#NoMoreVirginHair

I woke up Sunday morning in a bit of a panic. Where long, brown hair usually fell in front of my face as I slumbered, for some reason I had small, blonde tufts tickling my nose. It took me a minute to remember that, yeah, I revamped my hair.

The decision to cut my hair shorter and ombré it wasn’t something that I ever saw myself doing until last week. Actually, I never saw myself dying my hair ever, even when I start greying. I have gorgeous natural colour and I like it the way it is. But the decision to dye my hair wasn’t one of defying my hair. It was about change.

Sometimes change is a beautiful thing. But sometimes it’s not, so I’ve tried to avoid it as much as I can. That’s why I never do anything outlandish with my appearance in fear of it going wrong and feeling uncomfortable with my appearance. That said, ombréing my hair felt right. And despite my initial freak out when it was happening, I’m 100% pleased with my decision.

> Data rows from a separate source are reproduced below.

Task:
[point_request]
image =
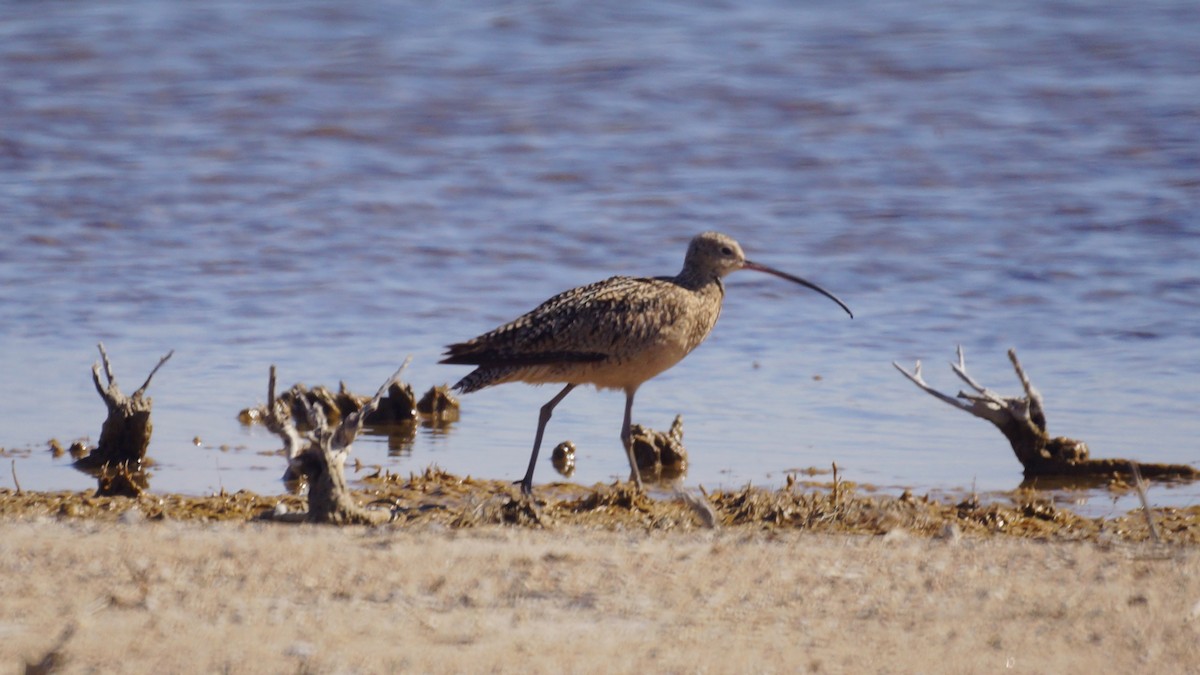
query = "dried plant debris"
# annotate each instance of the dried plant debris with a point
(436, 497)
(1023, 420)
(660, 454)
(317, 457)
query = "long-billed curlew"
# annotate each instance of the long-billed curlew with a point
(615, 334)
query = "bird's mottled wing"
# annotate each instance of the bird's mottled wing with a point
(582, 324)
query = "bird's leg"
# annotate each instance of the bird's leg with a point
(543, 418)
(627, 438)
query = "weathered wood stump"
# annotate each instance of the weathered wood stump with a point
(318, 455)
(124, 438)
(660, 454)
(1023, 420)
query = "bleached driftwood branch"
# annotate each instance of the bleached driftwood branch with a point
(318, 457)
(124, 438)
(1023, 420)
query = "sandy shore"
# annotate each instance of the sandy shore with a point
(137, 596)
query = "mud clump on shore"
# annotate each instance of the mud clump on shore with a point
(438, 497)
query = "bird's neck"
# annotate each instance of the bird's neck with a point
(700, 282)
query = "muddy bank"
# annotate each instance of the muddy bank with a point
(436, 497)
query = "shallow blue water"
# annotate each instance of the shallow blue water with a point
(331, 189)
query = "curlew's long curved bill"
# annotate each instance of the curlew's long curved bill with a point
(757, 267)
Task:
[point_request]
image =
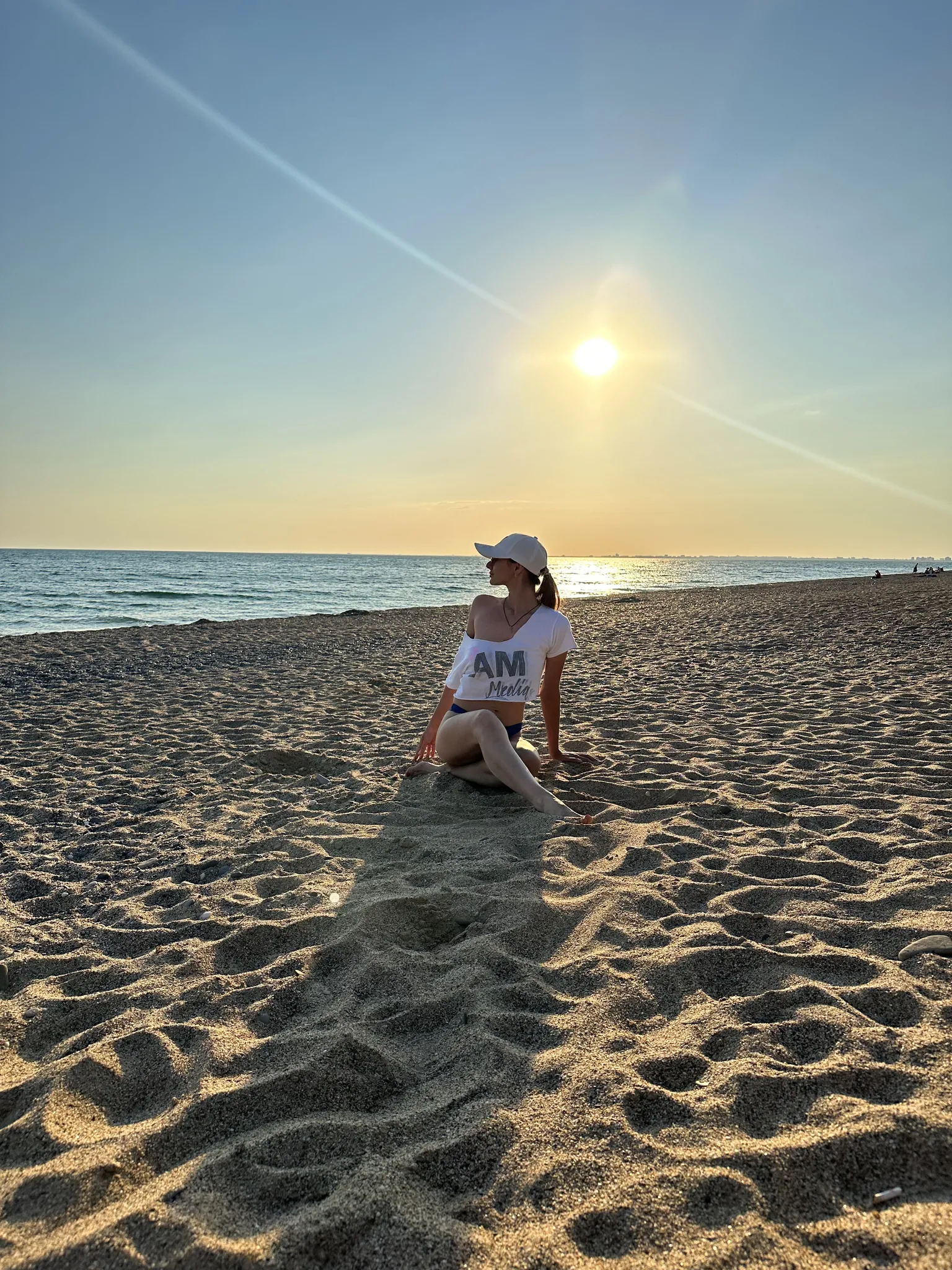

The days leading up to the actual dying were filled with anxiety and doubt. My hair has always been a soft spot for me, and I don’t do anything to it to damage it for fear of making it look bad. I’m terrified of having bad-looking hair, no joke. This is an actual fear of mine and the anxiety I experienced at 6:45 Saturday morning, a mere six hours before my appointment, was not fun. The choice to ombre was a big one. My mother sent me this lovely text message when she found out (in a joking matter).

I was terrified of how it was going to turn out. I’ve seen so many dye jobs that I didn’t even want to imagine marring the flawless colour that is my natural hair. It was even worse when I was sat in the salon chair and the lady said, “Oh, you have such gorgeous natural hair. You’re so lucky.” I wanted to die because everyone was basically telling me that dyeing my hair was a bad idea. But when Morgan Hegarty sets her mind to something, she sure as hell is following through with it.

That said, after two days of sitting on it and shampooing it and having to deal with styling it, I can say I like it. My highlights haven’t blended in yet, but I like my hair. I’m glad I went COMPLETELY out of my comfort zone. This means I can maybe do some more things that I was too scared to do before. I feel like the fact I went #NoMoreVirginHair proves that at 19 I’m finally taking over my life, not living behind insecurities.

So, my lesson for the week is to step outside your comfort zone. Not changing your appearance per say, but doing something that makes you a bit uncomfortable or makes you have to take a deep breath before you can do it. Whether it be baring arms you think are too chubby, or talking to that girl who makes your knees weak, or even not wearing makeup for a day, do something that lets you learn that our insecurities are conquerable, and you are the conquerer. Leave a comment below and let me know how you overcame your fear. I’d love to know and share in our strength!

Thank you for reading and I hope you all learn to overcome the fear and live your life!